Dibujo de S.Mata. expatriadaxcojones.blogspot.com
Los cristianos descansan el domingo, los judíos el sábado y los musulmanes lo hacen el viernes. Según el Islam este es el día sagrado. El Corán contiene una asura entera dedicada a los rituales del viernes. En ella se habla del descanso espiritual pero también de la importancia de la higiene, el porte decoroso y la oración.
Si te apetece ir a un Hammam es mejor que escojas cualquier otro día de la semana, si no te puedes encontrar con que la mitad de la población —o sea todas las mujeres— han tenido la misma idea.
Si tienes pensado hacer algo como ir albanco, comprar en el súper, pasar por la peluquería o recargar el móvil, recuerda que la mitad de los negocios está cerrado y la otra mitad baja la persiana para la oración del mediodía.
Si Tánger ya de por sí es una ciudad puritana —ir en tirantes se considera una provocación— no te olvides de vestir recatada. El viernes la prenda estrella en la calle son las chilabas y vestimentas tradicionales.

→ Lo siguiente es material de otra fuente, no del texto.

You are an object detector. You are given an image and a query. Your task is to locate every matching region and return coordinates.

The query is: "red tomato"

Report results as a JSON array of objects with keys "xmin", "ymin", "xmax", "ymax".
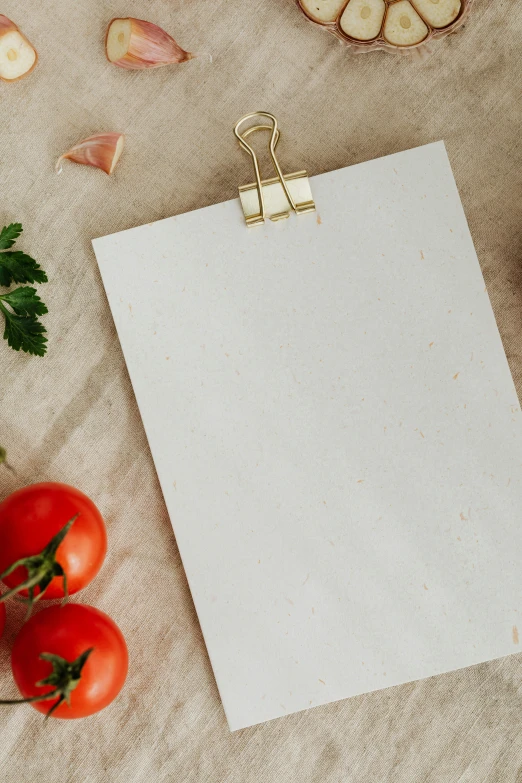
[
  {"xmin": 11, "ymin": 604, "xmax": 128, "ymax": 718},
  {"xmin": 0, "ymin": 483, "xmax": 107, "ymax": 599},
  {"xmin": 0, "ymin": 603, "xmax": 5, "ymax": 638}
]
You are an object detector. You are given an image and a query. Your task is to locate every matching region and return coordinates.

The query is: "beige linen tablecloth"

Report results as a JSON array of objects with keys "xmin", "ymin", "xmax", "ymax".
[{"xmin": 1, "ymin": 1, "xmax": 522, "ymax": 780}]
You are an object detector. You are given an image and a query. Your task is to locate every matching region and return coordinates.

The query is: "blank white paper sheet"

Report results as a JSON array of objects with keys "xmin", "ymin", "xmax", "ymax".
[{"xmin": 93, "ymin": 142, "xmax": 522, "ymax": 731}]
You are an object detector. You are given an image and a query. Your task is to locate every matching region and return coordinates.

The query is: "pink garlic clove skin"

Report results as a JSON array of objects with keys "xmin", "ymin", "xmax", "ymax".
[
  {"xmin": 105, "ymin": 18, "xmax": 193, "ymax": 70},
  {"xmin": 0, "ymin": 15, "xmax": 38, "ymax": 82},
  {"xmin": 0, "ymin": 15, "xmax": 15, "ymax": 34},
  {"xmin": 56, "ymin": 134, "xmax": 125, "ymax": 176}
]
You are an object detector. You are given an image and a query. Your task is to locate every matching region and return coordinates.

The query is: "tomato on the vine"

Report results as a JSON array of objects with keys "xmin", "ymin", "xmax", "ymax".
[
  {"xmin": 0, "ymin": 482, "xmax": 107, "ymax": 604},
  {"xmin": 5, "ymin": 604, "xmax": 128, "ymax": 718}
]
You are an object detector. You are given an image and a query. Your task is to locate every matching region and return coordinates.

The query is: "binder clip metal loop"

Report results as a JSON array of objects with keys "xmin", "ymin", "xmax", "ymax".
[{"xmin": 234, "ymin": 112, "xmax": 316, "ymax": 227}]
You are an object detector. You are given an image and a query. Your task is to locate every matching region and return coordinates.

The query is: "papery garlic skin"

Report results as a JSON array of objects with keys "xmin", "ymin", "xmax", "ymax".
[
  {"xmin": 106, "ymin": 18, "xmax": 193, "ymax": 69},
  {"xmin": 56, "ymin": 134, "xmax": 125, "ymax": 176},
  {"xmin": 0, "ymin": 15, "xmax": 37, "ymax": 82}
]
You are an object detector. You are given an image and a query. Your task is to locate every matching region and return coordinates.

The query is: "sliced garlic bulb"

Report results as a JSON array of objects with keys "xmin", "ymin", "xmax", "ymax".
[
  {"xmin": 300, "ymin": 0, "xmax": 347, "ymax": 23},
  {"xmin": 410, "ymin": 0, "xmax": 461, "ymax": 28},
  {"xmin": 340, "ymin": 0, "xmax": 385, "ymax": 40},
  {"xmin": 0, "ymin": 15, "xmax": 37, "ymax": 82},
  {"xmin": 383, "ymin": 1, "xmax": 428, "ymax": 45}
]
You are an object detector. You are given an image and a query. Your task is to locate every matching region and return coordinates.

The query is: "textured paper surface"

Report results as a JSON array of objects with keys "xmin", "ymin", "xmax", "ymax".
[
  {"xmin": 93, "ymin": 142, "xmax": 522, "ymax": 731},
  {"xmin": 2, "ymin": 0, "xmax": 522, "ymax": 778}
]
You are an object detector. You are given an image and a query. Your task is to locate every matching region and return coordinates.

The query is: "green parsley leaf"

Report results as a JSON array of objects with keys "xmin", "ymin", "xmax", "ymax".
[
  {"xmin": 0, "ymin": 286, "xmax": 48, "ymax": 317},
  {"xmin": 0, "ymin": 223, "xmax": 23, "ymax": 251},
  {"xmin": 0, "ymin": 224, "xmax": 48, "ymax": 355},
  {"xmin": 0, "ymin": 301, "xmax": 48, "ymax": 356},
  {"xmin": 0, "ymin": 250, "xmax": 48, "ymax": 287}
]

Es por eso que el Kalvo ha decidido ir a Ceuta en viernes. Es el mejor día para cruzar la frontera. Es un sitio hostil, dice siempre. El viernes, por norma general, hay menos coches, muy pocas personas y el ambiente suele ser más relajado. Sale pronto por la mañana porque necesita llevar unos papeles al banco. Antes de salir, aprovecho para pedirle algunas cosas. Que recoja el libro que tengo encargado, que compre embutido para los niños y que pase por la farmacia.

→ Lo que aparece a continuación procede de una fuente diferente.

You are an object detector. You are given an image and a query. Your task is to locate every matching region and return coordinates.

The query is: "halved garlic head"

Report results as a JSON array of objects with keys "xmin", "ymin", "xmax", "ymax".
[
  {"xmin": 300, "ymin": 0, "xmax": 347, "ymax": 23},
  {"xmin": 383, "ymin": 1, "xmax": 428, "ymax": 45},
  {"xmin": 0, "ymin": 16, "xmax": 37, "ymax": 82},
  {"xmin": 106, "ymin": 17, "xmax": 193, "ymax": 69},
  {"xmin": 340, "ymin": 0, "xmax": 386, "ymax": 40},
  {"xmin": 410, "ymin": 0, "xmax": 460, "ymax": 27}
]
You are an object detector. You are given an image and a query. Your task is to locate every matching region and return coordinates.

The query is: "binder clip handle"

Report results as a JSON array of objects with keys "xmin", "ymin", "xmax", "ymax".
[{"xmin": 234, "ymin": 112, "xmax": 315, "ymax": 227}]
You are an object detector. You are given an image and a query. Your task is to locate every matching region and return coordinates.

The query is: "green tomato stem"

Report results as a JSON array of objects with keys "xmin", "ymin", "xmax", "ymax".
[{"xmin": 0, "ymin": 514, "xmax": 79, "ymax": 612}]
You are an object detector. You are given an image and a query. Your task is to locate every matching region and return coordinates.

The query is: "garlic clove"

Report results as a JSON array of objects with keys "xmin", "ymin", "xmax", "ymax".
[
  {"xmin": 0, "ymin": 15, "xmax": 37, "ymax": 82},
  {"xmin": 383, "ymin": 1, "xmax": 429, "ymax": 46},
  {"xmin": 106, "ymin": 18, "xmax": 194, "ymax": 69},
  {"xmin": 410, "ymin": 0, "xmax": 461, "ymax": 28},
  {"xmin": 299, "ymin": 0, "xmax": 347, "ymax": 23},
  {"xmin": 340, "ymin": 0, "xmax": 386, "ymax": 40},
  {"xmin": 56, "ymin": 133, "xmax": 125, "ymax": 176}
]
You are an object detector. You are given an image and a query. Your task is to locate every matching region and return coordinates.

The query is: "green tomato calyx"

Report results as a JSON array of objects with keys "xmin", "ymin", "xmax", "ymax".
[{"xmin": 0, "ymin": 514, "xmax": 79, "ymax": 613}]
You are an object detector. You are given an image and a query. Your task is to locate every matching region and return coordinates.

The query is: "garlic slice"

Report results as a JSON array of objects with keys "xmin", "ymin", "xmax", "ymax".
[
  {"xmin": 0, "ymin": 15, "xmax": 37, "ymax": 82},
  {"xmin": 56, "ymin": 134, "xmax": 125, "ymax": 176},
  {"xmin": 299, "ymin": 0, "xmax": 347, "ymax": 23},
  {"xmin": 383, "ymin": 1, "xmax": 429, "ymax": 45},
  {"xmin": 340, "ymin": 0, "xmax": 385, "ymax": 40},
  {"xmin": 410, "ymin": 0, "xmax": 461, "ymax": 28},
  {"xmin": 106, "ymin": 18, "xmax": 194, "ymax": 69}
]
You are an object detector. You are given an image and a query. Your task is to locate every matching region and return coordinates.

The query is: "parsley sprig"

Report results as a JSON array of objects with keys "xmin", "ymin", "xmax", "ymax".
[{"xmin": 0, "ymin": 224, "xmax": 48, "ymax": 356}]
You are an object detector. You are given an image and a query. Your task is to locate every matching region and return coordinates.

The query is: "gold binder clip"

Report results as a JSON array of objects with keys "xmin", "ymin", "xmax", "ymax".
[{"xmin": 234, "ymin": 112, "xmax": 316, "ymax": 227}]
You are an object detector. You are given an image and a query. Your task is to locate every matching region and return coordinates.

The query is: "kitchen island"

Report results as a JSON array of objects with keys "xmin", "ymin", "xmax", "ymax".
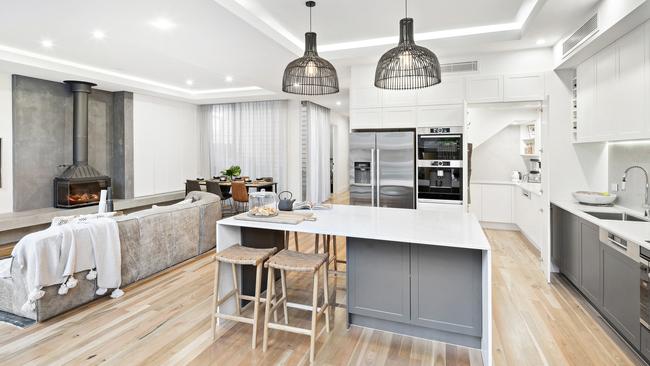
[{"xmin": 215, "ymin": 204, "xmax": 492, "ymax": 364}]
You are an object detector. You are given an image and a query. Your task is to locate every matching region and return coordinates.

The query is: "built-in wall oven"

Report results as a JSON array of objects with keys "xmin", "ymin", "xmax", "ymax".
[{"xmin": 417, "ymin": 127, "xmax": 463, "ymax": 204}]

—Aprovecharé para hacer acopio de provisiones —me dice él. —Provisiones ¿de qué? —De cervezas.
A finales de este mes comienza el Ramadán. Si ya es algo engorroso encontrar alcohol en un país musulmán, hacerlo en pleno mes sagrado es tarea arduo complicada. Las tiendas donde generalmente lo venden cierran y en las grandes superficies ponen el candado. Hay que tener en cuenta, además, que la materia empieza a escasear mucho antes porque quien puede hace como el Kalvo, acopio de provisiones. Pero él, además, es de tendencia exagerado y siempre compra las cosas a cantidades industriales. Así me ahorro el ir más veces, dice. Y el problema luego es mío, que me las veo y me las deseo para guardar todo lo que trae en nuestra cocina de Pin y Pon. En fin, que hoy ha ido al banco, ha recogido mi libro, ha comprado el embutido, ha pasado por la farmacia y ha hecho acopio de cervezas. Seis cajas de doce unidades cada una. Un total de setenta y dos cervezas que ha colocado metódicamente —como lo hace todo— en el maletero.

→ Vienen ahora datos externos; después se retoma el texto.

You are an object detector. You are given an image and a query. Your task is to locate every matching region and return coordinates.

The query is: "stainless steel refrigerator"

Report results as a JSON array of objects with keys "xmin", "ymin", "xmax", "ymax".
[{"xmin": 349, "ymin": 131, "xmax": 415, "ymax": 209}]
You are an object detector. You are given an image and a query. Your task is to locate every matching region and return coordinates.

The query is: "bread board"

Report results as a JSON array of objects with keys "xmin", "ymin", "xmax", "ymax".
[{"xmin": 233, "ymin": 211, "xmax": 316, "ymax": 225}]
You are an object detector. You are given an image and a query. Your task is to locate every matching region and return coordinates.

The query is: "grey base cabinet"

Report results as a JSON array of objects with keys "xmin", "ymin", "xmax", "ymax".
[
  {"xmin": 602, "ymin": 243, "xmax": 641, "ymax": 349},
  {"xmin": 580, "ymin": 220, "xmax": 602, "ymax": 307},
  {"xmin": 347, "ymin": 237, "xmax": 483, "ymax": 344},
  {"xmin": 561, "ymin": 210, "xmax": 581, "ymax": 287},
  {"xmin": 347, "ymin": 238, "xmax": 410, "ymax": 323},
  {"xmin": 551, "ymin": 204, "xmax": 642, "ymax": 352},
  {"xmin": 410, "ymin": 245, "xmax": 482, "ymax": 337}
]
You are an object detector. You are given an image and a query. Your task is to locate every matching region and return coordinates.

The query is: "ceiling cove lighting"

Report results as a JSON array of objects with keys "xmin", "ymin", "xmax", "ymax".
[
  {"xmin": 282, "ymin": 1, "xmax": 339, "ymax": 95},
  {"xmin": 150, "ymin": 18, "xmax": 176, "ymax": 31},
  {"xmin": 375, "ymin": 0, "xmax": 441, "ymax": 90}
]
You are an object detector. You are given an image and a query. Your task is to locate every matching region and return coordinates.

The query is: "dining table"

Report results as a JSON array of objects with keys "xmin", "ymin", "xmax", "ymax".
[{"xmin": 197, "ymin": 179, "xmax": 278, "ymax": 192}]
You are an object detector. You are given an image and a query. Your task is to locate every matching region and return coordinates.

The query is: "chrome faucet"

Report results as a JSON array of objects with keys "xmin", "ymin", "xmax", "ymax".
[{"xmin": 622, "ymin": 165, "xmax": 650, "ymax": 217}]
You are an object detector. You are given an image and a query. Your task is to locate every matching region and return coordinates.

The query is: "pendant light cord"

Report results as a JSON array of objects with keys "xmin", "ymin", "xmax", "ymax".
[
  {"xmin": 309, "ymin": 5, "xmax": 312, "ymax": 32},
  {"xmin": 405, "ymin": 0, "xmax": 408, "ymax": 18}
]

Una vez en la frontera, pasa el control de salida de España, entra en la zona de Marruecos y se detiene en la ADUANA —un trozo cualquiera de la acera, evidentemente sin señalizar—. Uno de los policías le indica que que abra el maletero y ¡sorpresa! —Prohibido —le dice el agente de malos modos. —¿Por qué? —Prohibido —es su única respuesta.
A un movimiento de cabeza del policía, un par de menor rango empiezan a sacar las cajas del maletero. Cuando están todas afuera —apiladas una encima de la otra—, le indica que vaya a aparcar el coche. El Kalvo, diligente, hace lo que le pide y entonces, al regresar no da crédito a lo que ve. Las cervezas han desaparecido por arte de magia. Y empieza la función.
—¿Dónde están mis cervezas? —Ya se lo he dicho. Está prohibido. —Quiero mis cervezas. —Está prohibido.
El policía sólo repite la palabra prohibido pero se niega a darle ninguna explicación. El Kalvo insiste. El policía se hace el loco. El Kalvo se desespera. El policía atiende a otros vehículos. El Kalvo no se da por vencido y reclama lo que es suyo. —Ya se lo he dicho. Está prohibido. —De acuerdo, discúlpeme… no lo sabía. Devuélvemelas y regreso a España. —Habla con mi superior.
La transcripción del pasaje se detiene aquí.